Getting STARTTLS Everywhere

Technical

Yesterday the Electronic Frontier Foundation released a new website for their STARTTLS Everywhere project. The STARTTLS Everywhere project has actually been going on for a number of years, but yesterday's reboot got a new website, new logos and a renewed marketing push, so it's been getting a lot of press.

The aim of the campaign ("make email delivery more secure") is one we've been excited about for a long time. We turned on STARTTLS for incoming email 9 years ago and outgoing email 8 years ago. Enabling STARTTLS support is fairly easy for most SMTP servers these days and anyone running an email server should do this.

To check if your email provider supports STARTTLS, the EFF built a tool that lets you test the mail servers for a particular domain and they put a "How secure is your email server?" box on the STARTTLS Everywhere site. Many of our customers are very interested in security, and we got a lot of hits to check FastMail hosted domains.

Normally, you would have seen exactly what you expect — our great support for STARTTLS (including only supporting modern TLS versions and having a TLS chained to a valid CA root). But there was just one problem! This wasn't a system that had sent mail to us, and it had no reputation with us. We take security and abuse very seriously, and a system with many rapid SMTP connections but no actual sending of mail triggered our spam detection systems. After repeated testing attempts, our security systems blocked the test tool as a likely spam bot.

For all of you who checked your domain yesterday without success, please try again — we've marked the STARTTLS Everywhere test tool as a valid source.

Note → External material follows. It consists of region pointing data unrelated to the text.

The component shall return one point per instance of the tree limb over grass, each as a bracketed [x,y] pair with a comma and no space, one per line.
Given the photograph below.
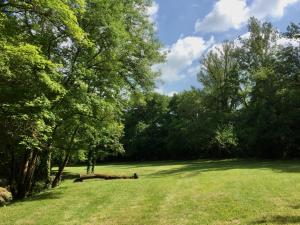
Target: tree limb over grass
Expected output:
[104,176]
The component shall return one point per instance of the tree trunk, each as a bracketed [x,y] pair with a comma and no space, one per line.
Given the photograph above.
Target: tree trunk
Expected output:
[25,184]
[48,168]
[105,177]
[65,162]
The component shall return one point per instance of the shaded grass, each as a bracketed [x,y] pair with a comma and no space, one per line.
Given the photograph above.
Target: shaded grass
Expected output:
[190,192]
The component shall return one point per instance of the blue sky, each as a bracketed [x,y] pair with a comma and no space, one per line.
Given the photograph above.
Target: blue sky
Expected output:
[188,28]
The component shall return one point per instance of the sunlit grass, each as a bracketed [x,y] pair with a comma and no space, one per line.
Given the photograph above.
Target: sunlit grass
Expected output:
[171,193]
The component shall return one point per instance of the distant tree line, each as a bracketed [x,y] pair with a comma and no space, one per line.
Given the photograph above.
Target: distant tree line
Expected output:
[66,71]
[248,106]
[76,86]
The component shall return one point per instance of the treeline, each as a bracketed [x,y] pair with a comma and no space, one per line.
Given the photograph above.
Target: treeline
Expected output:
[66,71]
[248,106]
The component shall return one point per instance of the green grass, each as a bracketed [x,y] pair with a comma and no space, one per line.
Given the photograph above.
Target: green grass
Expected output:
[171,193]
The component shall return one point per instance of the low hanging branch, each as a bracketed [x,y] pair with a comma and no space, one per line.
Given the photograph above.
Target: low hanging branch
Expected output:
[104,176]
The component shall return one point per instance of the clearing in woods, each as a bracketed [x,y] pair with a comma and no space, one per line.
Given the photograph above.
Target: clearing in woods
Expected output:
[170,193]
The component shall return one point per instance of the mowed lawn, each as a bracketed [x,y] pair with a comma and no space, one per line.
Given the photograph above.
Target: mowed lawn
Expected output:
[170,193]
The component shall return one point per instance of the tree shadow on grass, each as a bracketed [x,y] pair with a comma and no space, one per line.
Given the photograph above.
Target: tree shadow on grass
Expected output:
[278,220]
[197,167]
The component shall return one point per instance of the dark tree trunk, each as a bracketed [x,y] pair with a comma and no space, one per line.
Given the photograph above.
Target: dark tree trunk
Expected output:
[66,160]
[26,176]
[104,176]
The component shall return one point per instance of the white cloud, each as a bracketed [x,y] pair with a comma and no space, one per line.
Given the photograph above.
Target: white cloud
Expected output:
[272,8]
[232,14]
[226,14]
[181,56]
[172,93]
[152,12]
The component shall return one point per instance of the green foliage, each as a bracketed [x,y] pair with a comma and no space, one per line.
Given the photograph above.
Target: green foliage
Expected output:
[65,68]
[248,104]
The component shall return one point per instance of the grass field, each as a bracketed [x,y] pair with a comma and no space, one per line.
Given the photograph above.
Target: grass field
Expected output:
[171,193]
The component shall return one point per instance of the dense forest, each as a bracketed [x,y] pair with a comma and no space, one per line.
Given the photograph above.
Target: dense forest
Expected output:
[76,85]
[248,106]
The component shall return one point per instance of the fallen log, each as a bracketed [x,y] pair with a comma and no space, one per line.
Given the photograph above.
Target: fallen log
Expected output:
[104,176]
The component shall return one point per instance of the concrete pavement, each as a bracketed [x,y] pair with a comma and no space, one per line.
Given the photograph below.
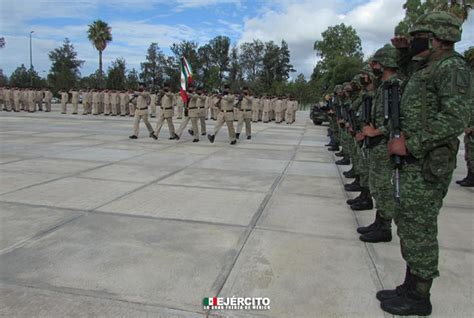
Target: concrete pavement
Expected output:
[94,224]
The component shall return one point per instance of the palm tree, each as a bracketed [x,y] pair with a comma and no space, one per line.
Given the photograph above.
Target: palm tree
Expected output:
[99,34]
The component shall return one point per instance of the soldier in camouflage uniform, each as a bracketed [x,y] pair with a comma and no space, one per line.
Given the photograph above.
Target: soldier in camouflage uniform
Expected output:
[364,200]
[434,109]
[468,181]
[384,65]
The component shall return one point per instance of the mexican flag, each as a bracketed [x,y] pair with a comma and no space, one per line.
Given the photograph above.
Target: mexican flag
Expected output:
[186,79]
[211,301]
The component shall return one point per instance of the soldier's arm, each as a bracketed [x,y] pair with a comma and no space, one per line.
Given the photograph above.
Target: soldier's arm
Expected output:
[453,85]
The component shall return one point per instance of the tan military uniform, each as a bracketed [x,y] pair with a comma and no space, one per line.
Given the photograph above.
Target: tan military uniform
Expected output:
[48,97]
[255,109]
[39,99]
[106,103]
[124,100]
[7,95]
[74,101]
[278,110]
[153,101]
[179,106]
[95,103]
[114,103]
[167,112]
[245,115]
[16,99]
[193,116]
[226,115]
[32,101]
[141,112]
[201,104]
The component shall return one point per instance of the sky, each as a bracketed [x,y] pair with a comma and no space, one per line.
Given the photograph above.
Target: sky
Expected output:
[136,24]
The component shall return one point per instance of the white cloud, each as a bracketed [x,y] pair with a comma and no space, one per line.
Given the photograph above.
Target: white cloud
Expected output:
[301,23]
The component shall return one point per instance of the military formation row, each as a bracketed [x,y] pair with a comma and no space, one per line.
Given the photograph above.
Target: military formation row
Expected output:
[225,108]
[398,122]
[25,99]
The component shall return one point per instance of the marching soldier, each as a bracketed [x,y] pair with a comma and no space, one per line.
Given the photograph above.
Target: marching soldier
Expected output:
[64,101]
[245,114]
[192,115]
[166,113]
[124,101]
[226,115]
[74,100]
[48,98]
[142,99]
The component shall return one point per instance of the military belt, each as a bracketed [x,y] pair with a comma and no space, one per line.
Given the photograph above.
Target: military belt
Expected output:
[375,141]
[411,160]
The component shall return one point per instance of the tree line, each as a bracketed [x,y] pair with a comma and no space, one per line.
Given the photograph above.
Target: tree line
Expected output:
[262,66]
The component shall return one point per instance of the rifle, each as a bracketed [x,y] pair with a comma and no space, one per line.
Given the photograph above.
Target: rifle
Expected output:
[393,112]
[367,119]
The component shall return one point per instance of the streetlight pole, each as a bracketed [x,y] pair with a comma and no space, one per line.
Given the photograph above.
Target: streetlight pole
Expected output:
[31,61]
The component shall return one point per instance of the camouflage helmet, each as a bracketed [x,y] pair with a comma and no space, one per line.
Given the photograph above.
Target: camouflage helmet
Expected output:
[444,25]
[387,56]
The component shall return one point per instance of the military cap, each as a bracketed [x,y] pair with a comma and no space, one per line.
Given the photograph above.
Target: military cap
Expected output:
[444,25]
[387,56]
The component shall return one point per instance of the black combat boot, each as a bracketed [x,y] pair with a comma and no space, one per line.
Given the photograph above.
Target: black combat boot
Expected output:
[415,302]
[467,181]
[365,203]
[350,173]
[381,233]
[344,162]
[354,186]
[362,196]
[383,295]
[370,227]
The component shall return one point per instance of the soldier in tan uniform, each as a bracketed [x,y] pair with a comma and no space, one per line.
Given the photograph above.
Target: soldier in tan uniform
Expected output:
[124,100]
[48,98]
[153,102]
[74,100]
[142,99]
[7,96]
[39,99]
[31,100]
[131,106]
[278,110]
[192,115]
[107,102]
[114,102]
[179,106]
[226,115]
[16,99]
[245,114]
[166,113]
[64,101]
[255,109]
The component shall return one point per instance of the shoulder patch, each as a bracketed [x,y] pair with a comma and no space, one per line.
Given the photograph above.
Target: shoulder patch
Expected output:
[463,81]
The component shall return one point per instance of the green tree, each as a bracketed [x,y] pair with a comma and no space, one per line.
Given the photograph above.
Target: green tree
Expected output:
[64,72]
[99,34]
[132,79]
[340,53]
[154,67]
[116,74]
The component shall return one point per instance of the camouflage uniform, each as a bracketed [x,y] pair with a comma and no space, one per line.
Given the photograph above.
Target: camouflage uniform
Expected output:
[434,109]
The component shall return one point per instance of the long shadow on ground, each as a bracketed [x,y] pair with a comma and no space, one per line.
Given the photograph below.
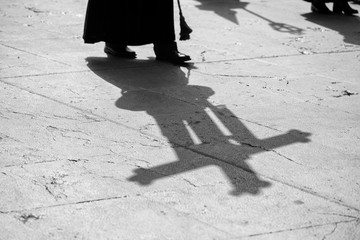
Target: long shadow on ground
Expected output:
[192,125]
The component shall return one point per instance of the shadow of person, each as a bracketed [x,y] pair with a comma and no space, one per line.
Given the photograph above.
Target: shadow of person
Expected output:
[227,10]
[200,133]
[348,26]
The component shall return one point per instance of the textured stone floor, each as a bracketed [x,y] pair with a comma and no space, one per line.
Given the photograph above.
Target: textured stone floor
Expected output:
[257,138]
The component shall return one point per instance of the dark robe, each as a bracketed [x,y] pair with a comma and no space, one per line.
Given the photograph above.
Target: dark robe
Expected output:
[129,22]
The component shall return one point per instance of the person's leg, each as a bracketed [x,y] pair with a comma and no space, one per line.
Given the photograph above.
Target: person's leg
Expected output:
[319,6]
[342,6]
[165,46]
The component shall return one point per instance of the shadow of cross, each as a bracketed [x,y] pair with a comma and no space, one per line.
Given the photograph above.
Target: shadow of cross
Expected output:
[227,10]
[207,135]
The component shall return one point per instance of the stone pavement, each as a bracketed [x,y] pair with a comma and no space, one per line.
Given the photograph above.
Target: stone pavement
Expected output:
[258,138]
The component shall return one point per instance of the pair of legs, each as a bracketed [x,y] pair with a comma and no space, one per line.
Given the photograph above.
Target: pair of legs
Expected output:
[120,23]
[339,7]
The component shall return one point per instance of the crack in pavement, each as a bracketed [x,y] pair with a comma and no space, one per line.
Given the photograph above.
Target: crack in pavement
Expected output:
[34,54]
[300,228]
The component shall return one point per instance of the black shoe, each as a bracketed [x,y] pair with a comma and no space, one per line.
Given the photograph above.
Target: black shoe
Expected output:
[119,50]
[320,7]
[169,53]
[343,7]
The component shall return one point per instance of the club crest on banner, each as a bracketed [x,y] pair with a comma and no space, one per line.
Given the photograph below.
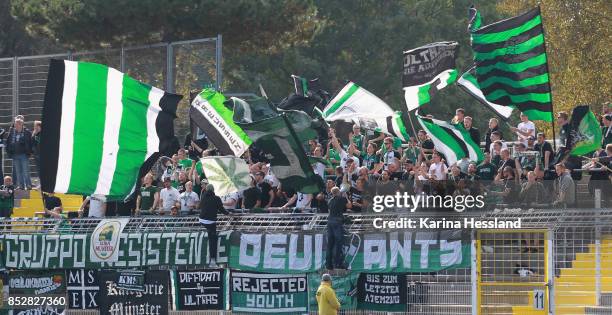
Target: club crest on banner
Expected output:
[105,240]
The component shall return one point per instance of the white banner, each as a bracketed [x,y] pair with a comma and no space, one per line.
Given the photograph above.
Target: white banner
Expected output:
[104,246]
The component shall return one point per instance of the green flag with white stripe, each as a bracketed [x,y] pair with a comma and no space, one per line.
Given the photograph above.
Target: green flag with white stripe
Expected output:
[102,129]
[469,83]
[356,104]
[451,140]
[511,63]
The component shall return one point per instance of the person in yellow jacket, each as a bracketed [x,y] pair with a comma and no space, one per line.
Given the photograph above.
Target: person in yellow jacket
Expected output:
[326,297]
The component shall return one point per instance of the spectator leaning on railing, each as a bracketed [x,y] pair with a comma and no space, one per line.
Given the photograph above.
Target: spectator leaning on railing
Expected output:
[97,207]
[606,130]
[53,206]
[7,198]
[19,149]
[210,205]
[169,198]
[524,130]
[148,196]
[565,188]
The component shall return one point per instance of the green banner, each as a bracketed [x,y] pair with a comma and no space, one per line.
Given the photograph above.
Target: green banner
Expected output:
[26,285]
[266,293]
[67,251]
[373,252]
[302,252]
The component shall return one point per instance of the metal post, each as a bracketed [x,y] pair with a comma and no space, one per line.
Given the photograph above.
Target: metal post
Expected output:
[550,237]
[218,61]
[474,275]
[15,86]
[597,265]
[122,60]
[169,68]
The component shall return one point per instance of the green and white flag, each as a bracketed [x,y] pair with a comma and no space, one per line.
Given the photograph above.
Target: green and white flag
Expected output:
[356,104]
[511,63]
[228,174]
[585,133]
[216,121]
[469,83]
[428,69]
[281,146]
[451,140]
[102,128]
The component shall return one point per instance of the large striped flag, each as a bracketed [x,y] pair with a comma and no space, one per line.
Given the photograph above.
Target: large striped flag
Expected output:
[469,83]
[428,69]
[102,128]
[451,140]
[217,121]
[354,103]
[511,63]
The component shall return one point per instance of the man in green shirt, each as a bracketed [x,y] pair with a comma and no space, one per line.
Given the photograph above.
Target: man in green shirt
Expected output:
[184,162]
[7,198]
[358,139]
[412,152]
[486,170]
[148,197]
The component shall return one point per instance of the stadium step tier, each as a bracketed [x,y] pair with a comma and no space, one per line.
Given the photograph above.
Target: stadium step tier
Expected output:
[575,288]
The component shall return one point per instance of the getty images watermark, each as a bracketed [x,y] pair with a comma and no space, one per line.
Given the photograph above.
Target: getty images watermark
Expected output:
[457,203]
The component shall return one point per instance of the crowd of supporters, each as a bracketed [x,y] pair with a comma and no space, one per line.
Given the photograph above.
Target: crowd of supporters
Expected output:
[519,169]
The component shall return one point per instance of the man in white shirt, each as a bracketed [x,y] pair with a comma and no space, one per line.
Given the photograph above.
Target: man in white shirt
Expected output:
[97,206]
[438,169]
[189,199]
[495,136]
[389,155]
[270,177]
[318,167]
[230,200]
[169,197]
[525,129]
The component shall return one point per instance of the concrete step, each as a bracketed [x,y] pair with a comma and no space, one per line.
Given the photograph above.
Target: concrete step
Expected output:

We welcome the efforts of the EFF in making email security more accessible. There are other efforts underway (such as DANE and MTA-STS) for ensuring that email is transferred securely between systems. In addition to our work on open-source email tools like Cyrus, we also work hard behind the scenes at industry and standards groups like the IETF and M3AAWG to build the next generation of standards. Seeing the industry settle on protocols is always the first step in making tools to make security the easy choice. We appreciate the work the EFF is doing with this campaign to drive support for standards on email, privacy and security.